Totally understand! Sorry I wasn't as clear as I could have been. I did review the test yesterday, but just didn't think that listing every problem was something I should do. Overall, I think quant is "I know 40% of what I should know before I even think about tactics/organization," while Verbal, I believe, is very much at the point of just trying to hone in on certain problem types that are giving me a lot of trouble. Hopefully the below is what you're looking for:
Quant:
-Overall, I do not have the ability to correctly answer most of the quant questions I got wrong. I believe I need to review the basic math for a number of topics. It's even hard for me to explain where I went wrong, so sorry if this is still vague.
-I do not have the ability to answer data sufficiency questions. I guess every single one of them, so even for the ones I got right (3 in total), it feels pointless to count those. Even something so simple as divisibility and primes in a data sufficiency question stumps me
-For questions that required any algebraic translation, I was lost.
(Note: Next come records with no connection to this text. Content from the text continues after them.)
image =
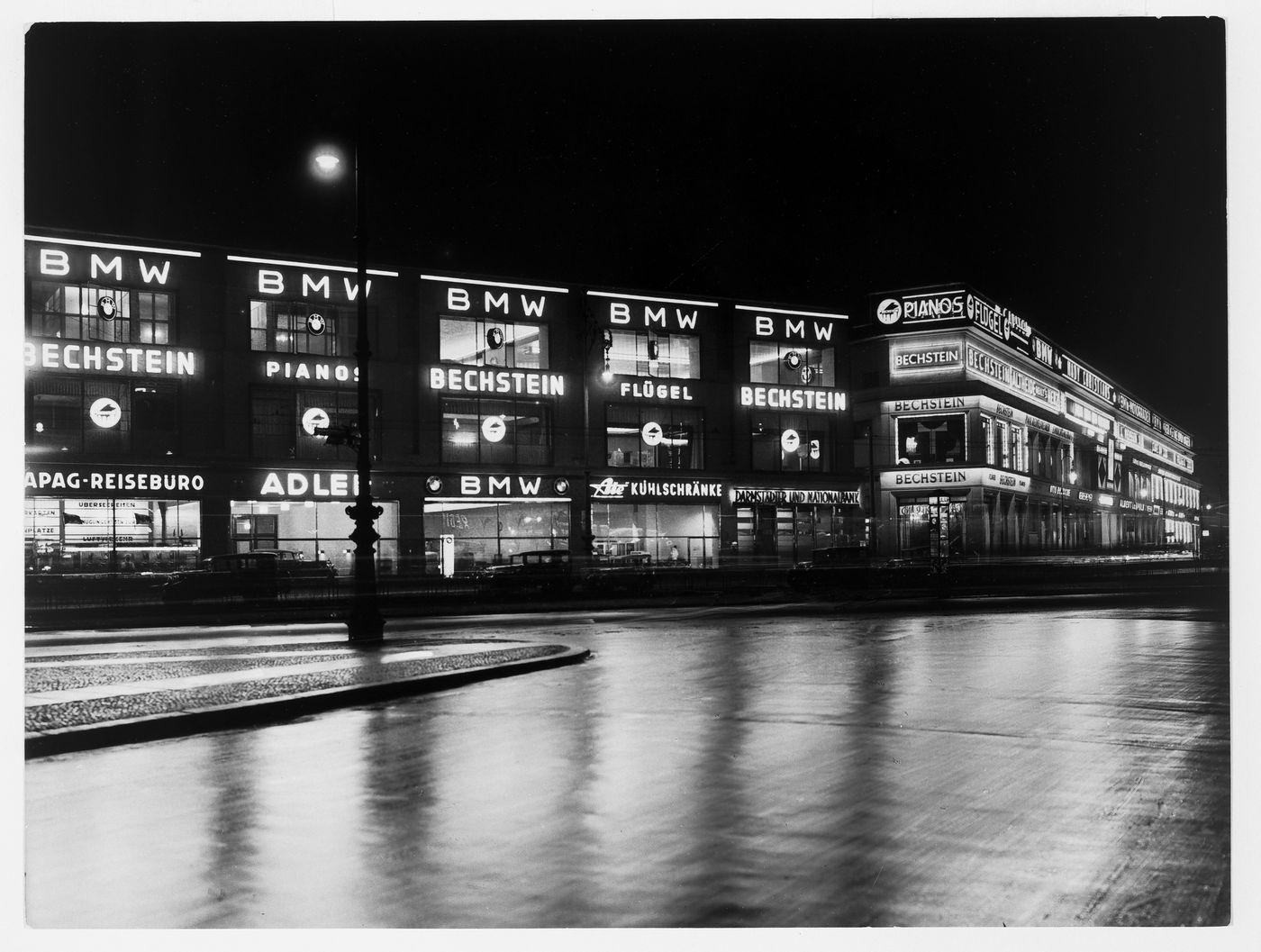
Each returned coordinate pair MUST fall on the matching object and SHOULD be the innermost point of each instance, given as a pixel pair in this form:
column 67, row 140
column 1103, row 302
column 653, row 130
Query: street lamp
column 365, row 621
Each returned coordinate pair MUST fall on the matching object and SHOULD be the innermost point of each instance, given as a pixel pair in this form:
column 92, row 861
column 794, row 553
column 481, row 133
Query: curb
column 270, row 710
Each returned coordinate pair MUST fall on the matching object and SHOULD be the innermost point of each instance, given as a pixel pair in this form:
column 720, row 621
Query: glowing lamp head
column 328, row 163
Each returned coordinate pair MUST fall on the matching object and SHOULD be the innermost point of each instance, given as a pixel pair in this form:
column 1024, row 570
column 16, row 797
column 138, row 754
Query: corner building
column 984, row 438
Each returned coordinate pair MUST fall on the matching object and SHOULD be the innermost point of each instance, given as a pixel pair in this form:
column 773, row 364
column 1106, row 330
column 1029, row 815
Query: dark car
column 632, row 571
column 834, row 569
column 259, row 574
column 548, row 570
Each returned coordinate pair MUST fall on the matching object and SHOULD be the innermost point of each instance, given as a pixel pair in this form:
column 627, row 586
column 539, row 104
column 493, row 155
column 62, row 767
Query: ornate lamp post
column 365, row 621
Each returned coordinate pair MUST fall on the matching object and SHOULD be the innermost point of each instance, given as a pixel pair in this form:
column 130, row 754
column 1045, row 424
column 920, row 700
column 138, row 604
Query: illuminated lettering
column 313, row 286
column 113, row 267
column 53, row 262
column 271, row 283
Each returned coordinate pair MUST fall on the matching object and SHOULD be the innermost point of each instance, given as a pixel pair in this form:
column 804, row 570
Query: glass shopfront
column 463, row 536
column 110, row 535
column 785, row 526
column 317, row 530
column 667, row 532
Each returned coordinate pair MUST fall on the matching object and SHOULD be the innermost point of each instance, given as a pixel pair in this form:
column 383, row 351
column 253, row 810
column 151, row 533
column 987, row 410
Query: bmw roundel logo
column 889, row 311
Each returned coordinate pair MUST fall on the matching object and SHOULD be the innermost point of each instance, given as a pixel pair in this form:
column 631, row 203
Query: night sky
column 1069, row 169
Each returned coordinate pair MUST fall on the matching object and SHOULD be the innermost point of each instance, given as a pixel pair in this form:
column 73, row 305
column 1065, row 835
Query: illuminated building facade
column 176, row 397
column 985, row 438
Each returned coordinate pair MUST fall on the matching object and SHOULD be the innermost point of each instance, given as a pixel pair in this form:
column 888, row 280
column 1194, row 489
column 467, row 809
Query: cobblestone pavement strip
column 68, row 691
-For questions that involved algebraic equations, such as the quadratic equation, I couldn't solve
-Percentage questions that involved taking 60% of 40% and so on I feel like I could solve generally, but tactically I'm poor at putting those questions down on paper effectively
-The same goes for ratio questions, where I lose myself in the details and am not mapping them as well as I can
-Probability problems I'm poor at. E.g. "12 kids are selected in a class of 18 at random to do X activity, and there are 2/3 boys and 1/3 girls. What's the probability that the 12 kids selected will comprise 2/3 boys"
Overall, I believe I'm just still not confident enough with the basics to even think about how to tactically cover the quant portion of the test
Verbal:
-The sentence correction problems I got wrong had to do with modifiers, structure (so, syntax essentially), and I messed up a subject verb agreement. As an English major, that one was an embarrassing miss. I also got a pronoun one wrong that I think was a total fluke; it was a parallelism issue.
-The reading comprehension problems I got wrong were the "According to the passage, all of the following are true EXCEPT:" kind of questions. I have trouble narrowing those down sometimes, so I think a strategy may help there
-Also, the critical reasoning problems were also tough. Especially the ones that read like "Which of the following, if true, indicates a flaw in the reasoning above?" I'm not sure how to practice those from a more strategic perspective. I end up guessing a lot of those.
-Another set of problems that kept annoying me were the ones that read like "It can be inferred from the passage that which of the following statements is true of..." Inference is tough for me, because that just leaves every answer to be vaguely right in my eyes. I don't have a decent tactic to tackle those just yet.
-Even the thesis-driven "The primary purpose of the passage is to" questions I got wrong as well more often than I thought.